Where’s the Real “Crisis”?
Isn’t this “attack on America” with so many people being killed in hospitals what we should be reforming? Instead of worrying about tort reform, we should be concerned about the Dark Ages of Healthcare perpetrated by managed care and the negligent providers who kill 268 hospital patients every day.
In spite of this boom in hospital “victims,” according to the BusinessWeek article mentioned above, the National Practitioner Data Bank (NPDB) reported that over the past ten years malpractice payouts have grown an average of only 6.2% per year. Yet the Journal of Health Affairs showed that the average rate of medical cost inflation over that same ten-year period was 6.7%. This doesn’t sound like an explosion in malpractice awards to me.
We are not experiencing a crisis of litigation but a crisis of malpractice. The NPDB reported that from 1990 to 2002, 5% of U.S. doctors were responsible for 54% of medical malpractice payouts, including jury awards and out-of-court settlements. The NPDB breaks this down further: Of 35,000 doctors with two or more payouts during that period, only 8% were disciplined, and of the 2,774 doctors who made payments in at least five cases, only 463 were disciplined.
The severity of that “discipline” is open to question. On August 28, 2003, the Houston Chronicle reported on the case of a Houston doctor who had been sued 78 times and made payouts in 45 cases totaling more than $13.3 million. His punishment? The temporary suspension of his license. I find this especially appalling since I myself consulted on many cases against this doctor as far back as the early 1980s.
Even these “bad apples” in the medical profession don’t significantly increase malpractice insurance premiums for the rest of the doctors. The truth is that insurance companies do not make their money from premiums, but from investing those premiums. When interest rates and returns are high, the companies prosper and often reduce premiums in competition with one another. When interest rates are low (as they are now), the companies’ returns suffer, and they must raise premiums to make up for the loss of investment income.
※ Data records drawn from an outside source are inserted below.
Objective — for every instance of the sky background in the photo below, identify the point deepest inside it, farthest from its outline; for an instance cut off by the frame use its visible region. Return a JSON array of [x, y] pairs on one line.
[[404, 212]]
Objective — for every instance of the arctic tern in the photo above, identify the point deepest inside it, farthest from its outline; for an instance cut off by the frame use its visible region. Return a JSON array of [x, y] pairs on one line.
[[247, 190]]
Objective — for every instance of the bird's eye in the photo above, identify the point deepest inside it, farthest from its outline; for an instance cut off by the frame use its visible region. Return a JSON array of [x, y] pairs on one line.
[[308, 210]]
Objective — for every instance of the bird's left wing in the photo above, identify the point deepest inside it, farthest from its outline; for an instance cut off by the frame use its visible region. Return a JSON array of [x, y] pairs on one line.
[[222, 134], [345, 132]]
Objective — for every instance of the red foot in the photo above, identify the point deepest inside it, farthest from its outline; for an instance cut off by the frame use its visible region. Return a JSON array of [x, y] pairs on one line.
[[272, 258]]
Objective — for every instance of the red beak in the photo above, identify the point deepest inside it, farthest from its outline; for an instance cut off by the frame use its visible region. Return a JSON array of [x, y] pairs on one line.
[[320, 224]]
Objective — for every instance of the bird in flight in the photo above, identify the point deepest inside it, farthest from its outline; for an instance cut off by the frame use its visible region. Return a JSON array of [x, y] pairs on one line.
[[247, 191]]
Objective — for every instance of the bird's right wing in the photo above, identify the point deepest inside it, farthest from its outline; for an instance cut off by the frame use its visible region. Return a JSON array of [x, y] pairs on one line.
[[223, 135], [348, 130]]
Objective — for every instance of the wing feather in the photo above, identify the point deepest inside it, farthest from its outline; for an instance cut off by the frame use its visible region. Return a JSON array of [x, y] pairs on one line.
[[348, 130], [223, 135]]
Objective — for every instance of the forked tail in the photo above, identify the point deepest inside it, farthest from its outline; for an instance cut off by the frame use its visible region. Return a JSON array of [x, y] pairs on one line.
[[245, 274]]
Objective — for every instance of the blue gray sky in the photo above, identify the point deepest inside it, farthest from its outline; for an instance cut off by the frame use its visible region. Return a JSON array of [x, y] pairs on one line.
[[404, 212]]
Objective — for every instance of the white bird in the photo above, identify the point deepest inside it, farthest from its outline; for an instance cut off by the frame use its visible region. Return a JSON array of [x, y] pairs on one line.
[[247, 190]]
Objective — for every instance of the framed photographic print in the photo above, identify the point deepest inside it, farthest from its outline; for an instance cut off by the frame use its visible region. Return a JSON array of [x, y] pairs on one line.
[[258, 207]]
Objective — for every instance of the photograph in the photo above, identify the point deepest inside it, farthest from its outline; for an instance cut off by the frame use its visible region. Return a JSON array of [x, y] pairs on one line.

In June 2003, the General Accounting Office issued a report to Congress (GAO-03-702, available at http://www.gao.gov) which found that insurers’ pricing decisions were affected not only by their losses on malpractice claims, but also by their loss of income from investments, prior premium history and other market conditions such as market share and the level of competition.
The bottom line on tort reform is this: Research has shown that there is no evidence of rising jury awards or the so-called high cost of litigation, and that the economy is the key to rising malpractice insurance premiums.
As unfortunate as they are, high-profile litigants like Linda McDougal (the woman whose doctor conducted an unwarranted double-mastectomy) and Jessica Santillan (the 17-year-old whose doctors failed to match her organ donor) may help to educate the public. The tragedy is that the healthcare system can disfigure or kill someone and still have the nerve to ask for a cap on damages, a concept that in effect frees these paid professionals and for-profit institutions from personal accountability. Try explaining that to the injured person and their family.
As long as the healthcare industry fails to police itself, there will be plenty of work for all of us.